Sementara itu nama hakim konstitusi baru M Arsyad Sanusi dan Abdul Halim Syahran yang berasal sekaligus disodorkan Mahkamah Agung (MA) tidak tergoyahkan lagi.
"Keppresnya sudah ada. Pak Laica Marzuki akan digantikan mantan Ketua Pengadilan Tinggi (PT) Sulawesi Selatan (Sulsel), M Arsyad Sanusi, tinggal pengambilan sumpahnya saja," kata Sekretaris Jenderal (Sekjen) MK, Janedjri M Gaffar, pekan lalu, di Jakarta.
Janedjri menjelaskan, proses pergantian akan mulai dilaksanakan pada awal Juni. "Ini karena Pak Laica baru pensiun pada 5 Mei, ia efektif pensiun pada akhir Mei. Jadi awal Juni pengucapan sumpah penggantinya," tuturnya.
Hakim Konstitusi Soedarsono juga akan memasuki masa pensiun pada 5 Juni ini. Ia akan digantikan mantan Ketua PT Sulawesi Tenggara, Abdul Halim Syahran. "Keppresnya pun sudah ada. Tinggal pengucapan sumpah pada Juli mendatang," ungkap Janedjri.
Menurut Janedjri, nama M Arsyad Sanusi dan Abdul Halim Syahran sudah disodorkan MA sejak MK mengirimkan surat meminta pergantian hakim konstitusi. "Begitu Ketua MK mengirim surat, MA langsung menanggapinya dan menyodorkan dua nama," jelasnya.
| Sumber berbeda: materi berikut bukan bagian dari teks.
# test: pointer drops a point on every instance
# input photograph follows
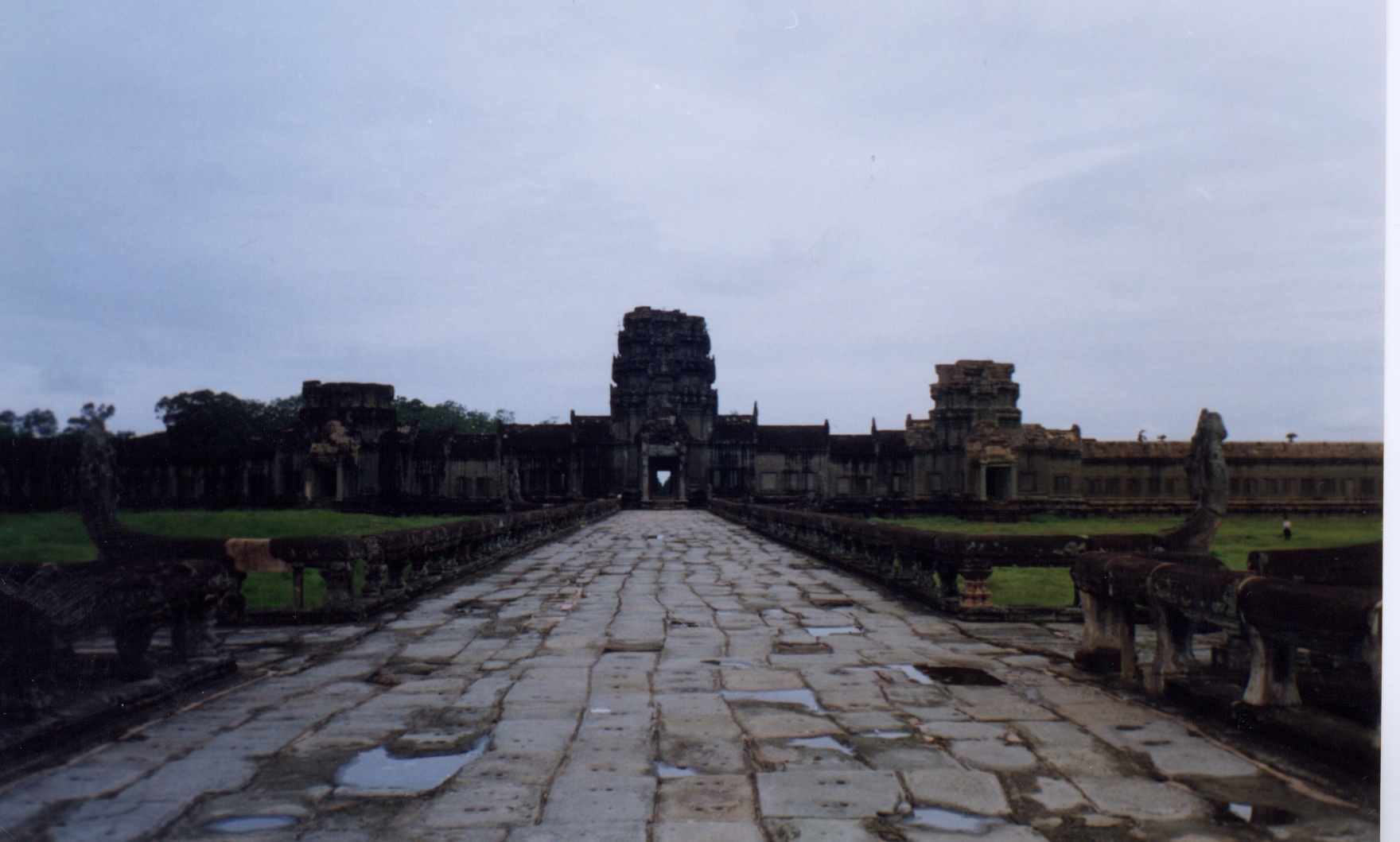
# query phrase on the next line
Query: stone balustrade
(928, 563)
(1324, 602)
Amuk-MK mengkritik keras mekanisme pemilihan calon hakim konstitusi yang dilakukan MA secara diam-diam, tanpa transparansi dan partisipasi publik.
"Proses pemilihan hakim konstitusi harus memenuhi prinsip transparansi dan partisipasi. Hal itu sesuai Pasal 19 UU No 24 tahun 2003 MK. Jika dua prinsip itu diabaikan, hasilnya cacat hukum," kata anggota Amuk-MK, Hermawanto.
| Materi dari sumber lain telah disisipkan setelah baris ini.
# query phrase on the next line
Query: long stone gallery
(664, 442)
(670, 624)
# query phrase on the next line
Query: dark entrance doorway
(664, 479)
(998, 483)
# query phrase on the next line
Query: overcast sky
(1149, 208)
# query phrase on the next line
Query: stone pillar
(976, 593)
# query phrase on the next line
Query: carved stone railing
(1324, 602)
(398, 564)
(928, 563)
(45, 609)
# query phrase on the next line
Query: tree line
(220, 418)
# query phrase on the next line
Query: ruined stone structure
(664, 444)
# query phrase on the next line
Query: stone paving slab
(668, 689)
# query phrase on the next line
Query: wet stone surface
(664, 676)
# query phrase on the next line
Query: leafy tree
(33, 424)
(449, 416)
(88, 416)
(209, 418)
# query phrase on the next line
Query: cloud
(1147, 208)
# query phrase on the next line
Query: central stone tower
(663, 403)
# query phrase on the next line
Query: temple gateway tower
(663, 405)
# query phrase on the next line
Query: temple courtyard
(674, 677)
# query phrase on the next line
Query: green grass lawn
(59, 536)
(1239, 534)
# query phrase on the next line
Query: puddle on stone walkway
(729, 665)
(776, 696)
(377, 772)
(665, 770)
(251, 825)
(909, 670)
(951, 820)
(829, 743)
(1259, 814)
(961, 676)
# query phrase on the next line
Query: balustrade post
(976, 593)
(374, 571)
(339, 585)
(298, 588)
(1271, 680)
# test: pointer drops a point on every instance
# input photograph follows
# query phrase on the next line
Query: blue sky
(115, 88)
Menurut Hermawanto, MA sebelumnya telah didesak untuk menangguhkan proses pemilihan hakim konstitusi. Namun tetap dipaksakan, sehingga dinilai cacat hukum.
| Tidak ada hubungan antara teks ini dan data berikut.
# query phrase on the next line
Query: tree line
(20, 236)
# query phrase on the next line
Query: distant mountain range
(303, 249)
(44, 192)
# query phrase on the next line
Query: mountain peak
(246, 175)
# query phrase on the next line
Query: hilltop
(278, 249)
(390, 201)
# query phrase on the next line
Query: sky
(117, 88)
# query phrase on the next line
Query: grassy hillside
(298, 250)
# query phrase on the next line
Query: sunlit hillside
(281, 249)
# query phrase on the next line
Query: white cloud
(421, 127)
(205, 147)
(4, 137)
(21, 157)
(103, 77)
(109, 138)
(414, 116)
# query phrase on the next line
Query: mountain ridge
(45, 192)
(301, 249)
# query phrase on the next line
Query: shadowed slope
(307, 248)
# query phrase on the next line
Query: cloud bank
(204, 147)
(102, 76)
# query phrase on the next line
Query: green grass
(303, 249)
Proses seleksi hakim konstitusi, kata Hermawanto, seharusnya menganut prinsip transparansi dan partisipasi sebagaimana diisyaratkan Pasal 19 UU MK. Pada pasal itu ditetapkan, calon hakim konstitusi dipublikasikan di media massa, baik cetak maupun elektronik, sehingga masyarakat mempunyai kesempatan untuk ikut memberi masukan.
Selain itu, Pasal 20 Ayat (1) UU MK menyatakan, tata cara pengajuan, seleksi, dan pemilihan hakim konstitusi diatur oleh masing-masing lembaga yang berwenang mengajukan.
"Selama ini MA tidak pernah mengumumkan secara resmi siapa saja yang diajukan menjadi hakim konstitusi, parameternya apa dan mekanismenya bagaimana. "Seharusnya dibeberkan dan masyarakat diberi ruang untuk memberi masukan," kata Taufik Basari menambahkan.
Mekanisme pemilihan yang tertutup ini diduga sengaja dilakukan MA untuk kepentingan tertentu. "Bisa jadi mereka yang dipilih adalah hakim yang bisa mengamankan posisi MA jika terjadi sengketa di MK," ujar Taufik. (Wilmar P)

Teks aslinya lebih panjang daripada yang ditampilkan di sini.